それに、全くもって襲いかかろうという気配がない。
この目が感じとる色は、ただの透明。
なんとなく気配がある、それだけなのだ。
初めてのことに少し動揺する。
「なぜおまえは斬らない」
ついつぶやいた言葉に、相手はわずかに反応した。
「斬ってほしいの?」
いたいけのない少女のような声。
これは会話になっているのだろうか。
「ではお前を斬ってやろう」
ナイフを振り上げると、なぜか目の前の侵入者は笑った。
「斬りたいの?」
意味が分からない。
自らの死を前に、何の問答を繰り返す必要があるのか。
少女の意図が何一つつかめないまま、ナイフを握る手に力を込める。
「あなたが、」
目の前の少女は、歌うように涼やかな声で話し始める。
「斬りたいなら斬ればいい。
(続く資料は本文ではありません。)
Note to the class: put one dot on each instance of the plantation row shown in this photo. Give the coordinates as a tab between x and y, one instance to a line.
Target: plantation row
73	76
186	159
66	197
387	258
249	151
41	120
斬られたいなら斬られればいい」
そこで少女がふわりと笑う気配がした。
「あなたの命を選ぶのは、あなただけよ」
気がつけば、何も見えない目からは涙が流れていた。
こんなに無防備に泣いたのは、生まれて初めてのような気がする。
泣くごとに、見えなかった景色が見えてくる。
やわらかな日差しが差し込む窓。
風に揺れるカーテン。
そして、目の前で微笑む少女。
「もう、終わらせたい…」
やっとのことでつぶやいた言葉は、きっと本心だ。
今まで誰にも告げることのなかった、心の叫び。
「じゃあ、」
少女は冷たい手で流れる涙を拭う。
「終わらせてあげる」
その言葉は、これまで聞いたどの言葉よりも温かく耳に響いた。
少女がすっと右手を振り上げる。
手には、小さくも鋭く光るナイフ。
そっと右に首を傾け、自身の頸動脈を差し出す。
「ふふっ、いいこ」
少女はそうつぶやくと、迷うことなくナイフを突き立てた。
ああ、暖かい。
痛みは何一つ感じない。
ただ溢れる血が、この体を覆っていく。
静かな時間だ。
音もないままに、すべてが赤に包まれていく。
血まみれの体を、少女はやさしく抱き締めてくれていた。
やっと、やっとこれですべてが終わる。
遠ざかっていく意識に、やわらかな声が入ってきた。
「おやすみなさい。よい夢を」
そしてそのまま、何もかも分からなくなった。